Not because we agreed — but because grief had stripped us of the illusion that safety was still an option.
Later, when most of the camp slept, Jinx and I sat apart from the others. The firelight flickered across his shifting features, his shadow misbehaving again — stretching, folding, alert in ways he was not.
"You can't outrun HelixCorp," he said eventually. "And you definitely can't outrun Ulgrath'Ma."
"Then we don't," I replied.
The Echo hummed under my skin — not violently, but with dreadful clarity.
"We redirect."
Jinx looked at me for a long moment. Then his grin surfaced — sharp, humorless.

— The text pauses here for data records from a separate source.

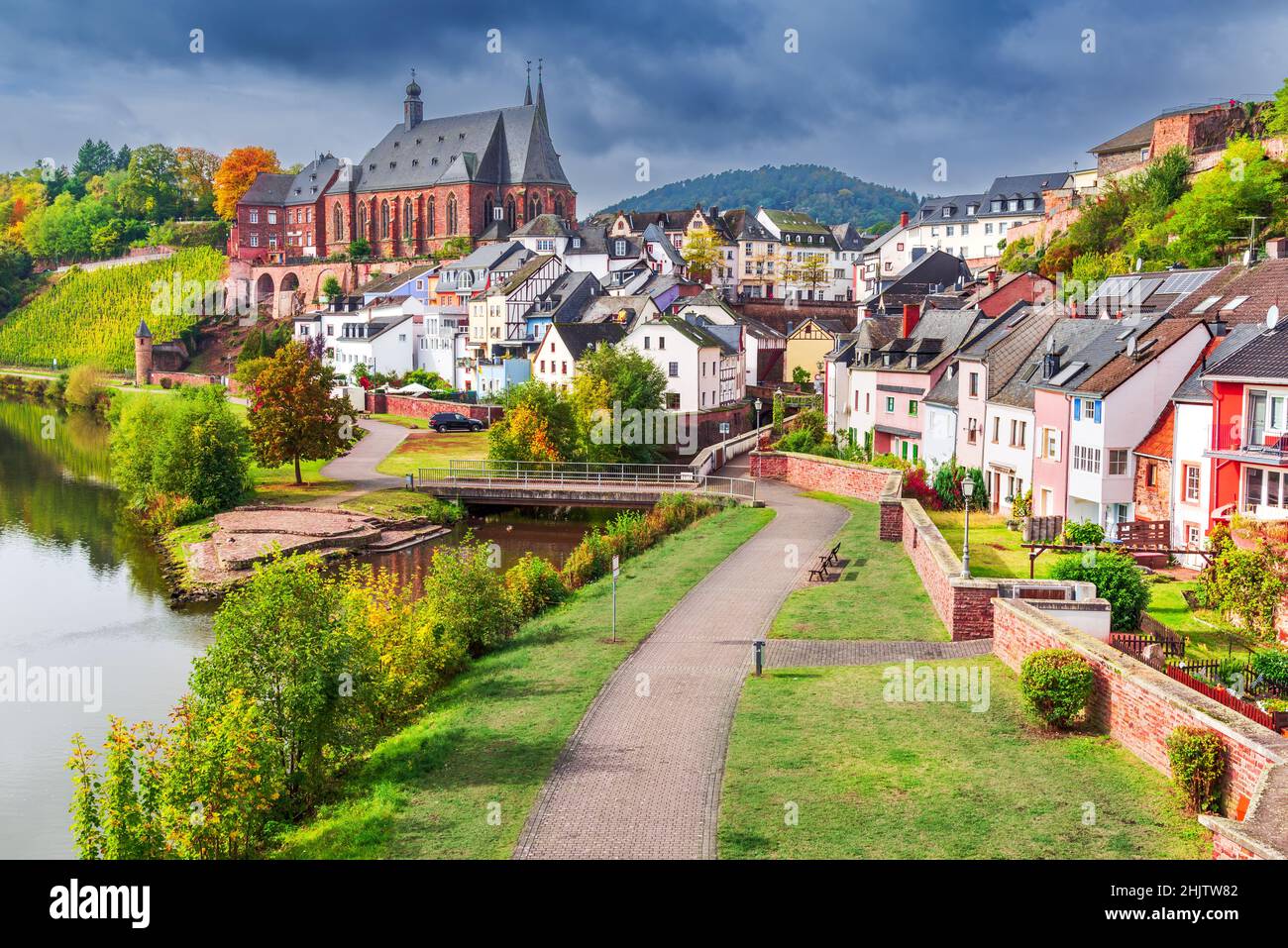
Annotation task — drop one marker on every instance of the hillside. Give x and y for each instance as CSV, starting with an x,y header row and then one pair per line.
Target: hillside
x,y
90,316
829,196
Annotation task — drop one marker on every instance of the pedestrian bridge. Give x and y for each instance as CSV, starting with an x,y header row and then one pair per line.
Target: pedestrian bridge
x,y
567,483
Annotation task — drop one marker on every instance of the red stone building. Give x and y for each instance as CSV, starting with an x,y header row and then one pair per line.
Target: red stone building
x,y
282,214
478,175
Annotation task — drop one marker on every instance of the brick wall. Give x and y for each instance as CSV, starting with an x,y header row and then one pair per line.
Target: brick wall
x,y
1153,500
825,474
1138,706
382,403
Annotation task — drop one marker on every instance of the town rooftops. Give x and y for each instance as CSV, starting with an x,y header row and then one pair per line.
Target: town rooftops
x,y
1263,357
580,337
1241,294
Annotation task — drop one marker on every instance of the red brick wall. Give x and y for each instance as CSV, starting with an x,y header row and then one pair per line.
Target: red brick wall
x,y
382,403
1138,706
823,474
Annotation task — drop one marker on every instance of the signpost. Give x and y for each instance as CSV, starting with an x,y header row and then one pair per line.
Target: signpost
x,y
616,570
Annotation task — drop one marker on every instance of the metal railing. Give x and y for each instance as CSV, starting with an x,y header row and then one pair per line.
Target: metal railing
x,y
678,476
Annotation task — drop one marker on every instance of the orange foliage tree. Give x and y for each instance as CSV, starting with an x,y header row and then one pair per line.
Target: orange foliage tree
x,y
237,172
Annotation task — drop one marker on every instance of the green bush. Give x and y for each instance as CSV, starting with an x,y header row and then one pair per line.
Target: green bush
x,y
1083,533
1197,758
1055,685
533,584
1117,579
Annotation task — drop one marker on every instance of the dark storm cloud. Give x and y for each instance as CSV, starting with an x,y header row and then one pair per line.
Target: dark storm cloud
x,y
877,89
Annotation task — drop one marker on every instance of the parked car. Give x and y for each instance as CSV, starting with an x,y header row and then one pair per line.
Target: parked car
x,y
454,421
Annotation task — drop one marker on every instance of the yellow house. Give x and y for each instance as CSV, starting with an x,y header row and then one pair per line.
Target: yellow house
x,y
809,343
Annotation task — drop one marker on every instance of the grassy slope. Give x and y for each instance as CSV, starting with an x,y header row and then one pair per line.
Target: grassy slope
x,y
433,449
877,780
877,596
493,734
90,316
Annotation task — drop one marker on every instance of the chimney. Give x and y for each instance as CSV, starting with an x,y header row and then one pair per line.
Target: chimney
x,y
911,314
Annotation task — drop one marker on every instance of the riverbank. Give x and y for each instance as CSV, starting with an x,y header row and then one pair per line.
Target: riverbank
x,y
462,781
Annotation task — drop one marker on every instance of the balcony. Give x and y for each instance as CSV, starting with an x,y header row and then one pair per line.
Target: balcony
x,y
1234,443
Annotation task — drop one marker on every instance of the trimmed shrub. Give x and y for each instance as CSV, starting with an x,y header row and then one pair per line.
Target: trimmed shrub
x,y
1055,685
533,584
1271,665
1197,758
1117,579
1083,533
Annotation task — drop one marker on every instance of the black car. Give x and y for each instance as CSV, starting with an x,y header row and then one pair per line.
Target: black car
x,y
454,421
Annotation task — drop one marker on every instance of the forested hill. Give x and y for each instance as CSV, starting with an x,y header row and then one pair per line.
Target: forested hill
x,y
829,196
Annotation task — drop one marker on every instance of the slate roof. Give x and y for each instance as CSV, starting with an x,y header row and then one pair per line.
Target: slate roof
x,y
579,337
1263,283
1067,337
500,146
1150,343
1262,357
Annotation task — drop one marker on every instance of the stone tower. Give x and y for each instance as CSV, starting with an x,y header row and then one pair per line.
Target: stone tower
x,y
142,355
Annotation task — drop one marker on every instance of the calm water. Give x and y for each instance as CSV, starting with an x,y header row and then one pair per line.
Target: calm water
x,y
80,586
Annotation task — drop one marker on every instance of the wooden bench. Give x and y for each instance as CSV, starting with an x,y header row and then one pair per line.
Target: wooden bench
x,y
819,571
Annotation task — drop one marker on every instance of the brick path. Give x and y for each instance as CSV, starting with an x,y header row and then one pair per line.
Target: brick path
x,y
640,777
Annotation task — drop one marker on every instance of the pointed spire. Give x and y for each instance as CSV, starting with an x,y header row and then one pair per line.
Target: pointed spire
x,y
541,91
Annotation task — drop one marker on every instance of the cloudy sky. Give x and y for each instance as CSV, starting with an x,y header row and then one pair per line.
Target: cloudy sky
x,y
876,89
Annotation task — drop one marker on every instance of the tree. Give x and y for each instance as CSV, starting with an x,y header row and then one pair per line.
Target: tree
x,y
703,253
94,158
539,425
196,171
292,414
237,172
617,385
151,185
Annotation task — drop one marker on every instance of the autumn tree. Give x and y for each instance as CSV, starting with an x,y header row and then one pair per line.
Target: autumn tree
x,y
196,171
292,414
703,253
237,172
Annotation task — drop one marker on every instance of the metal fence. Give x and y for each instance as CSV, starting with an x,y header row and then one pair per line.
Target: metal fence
x,y
677,476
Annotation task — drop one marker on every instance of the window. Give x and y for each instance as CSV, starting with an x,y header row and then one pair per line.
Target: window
x,y
1086,459
1117,463
1192,483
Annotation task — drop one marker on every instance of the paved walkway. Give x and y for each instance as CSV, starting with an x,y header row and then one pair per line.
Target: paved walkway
x,y
640,777
360,466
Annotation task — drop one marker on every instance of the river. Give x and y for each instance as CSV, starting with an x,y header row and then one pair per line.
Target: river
x,y
81,587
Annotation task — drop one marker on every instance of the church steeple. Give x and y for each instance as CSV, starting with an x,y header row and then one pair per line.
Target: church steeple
x,y
413,110
541,93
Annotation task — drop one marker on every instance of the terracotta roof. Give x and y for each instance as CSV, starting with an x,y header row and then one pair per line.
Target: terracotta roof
x,y
1121,368
1158,442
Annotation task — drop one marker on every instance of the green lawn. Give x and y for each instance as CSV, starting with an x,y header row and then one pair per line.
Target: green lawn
x,y
912,781
432,449
493,734
995,550
1206,633
877,596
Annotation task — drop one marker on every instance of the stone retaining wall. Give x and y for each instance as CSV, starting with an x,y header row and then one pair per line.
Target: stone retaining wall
x,y
1140,707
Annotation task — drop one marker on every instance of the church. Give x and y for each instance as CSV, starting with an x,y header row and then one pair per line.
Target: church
x,y
478,175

"You're thinking of letting a god-eating nightmare loose inside a corporate fortress."
"Yes."
Silence settled between us, thick and stunned.
Mara joined us without sound. She listened, then exhaled slowly. "If Ulgrath'Ma reaches their base…"
"It won't distinguish between steel and flesh," Jinx finished. "Or human and monster."
"That thing hates everything," Zara said from the edge of the firelight.
"Exactly," I replied.
The Echo shifted — memories aligning, patterns revealing themselves like constellations snapping into place.
"HelixCorp doesn't understand Eden," I said. "They think it's energy. Power. Material to harvest."
"And Ulgrath'Ma?" Mara asked.
I swallowed.
"It understands light," I said. "And it hates it."
Understanding dawned slowly, terribly.
HelixCorp facilities radiated Eden-energy like lighthouses — generators, nullifiers, containment chambers. To Ulgrath'Ma, they would shine like an open wound.
A feast.
"And while it tears them apart," Jinx murmured, "we go in."
"Take the children," I said. "And disappear."
Zara stared at me. "That plan gets us killed."
"Staying gets everyone killed," I replied.
No one argued.
Because they all knew it was true.
Before we parted for the night, Orion knelt at the edge of the clearing. He closed his eyes and breathed.
Slow.
Deep.
Intentional.
The Echo around him softened.
Carefully — reverently — he reached out.
A single spirit animal formed.
Not a beast of war.
A horse.
Tall. Broad. Made of soft, steady light. Its mane flowed like mist caught in moonlight. It lowered its head to Orion without fear.
"I won't use them to kill," Orion said quietly. "Only to see. To move. To guide."
The horse stamped once in agreement.
Jinx let out a low whistle. "That's… new."
Orion opened his eyes. "They listen better when I listen first."
More shapes stirred at the edges of the clearing — lean spirit-horses, winged scouts, low many-legged forms slipping through shadow.
Not weapons.
Tools.
The difference mattered.
That night, as the fires burned low and Eden whispered around us, the decision settled into our bones.
We would go back.
Not because we believed we would win.
But because leaving the children behind would have ended something in us that we couldn't get back, our humanity!
And so the story bent, not toward hope, but toward necessity.
And necessity, I learned, is where the most dangerous magic is born.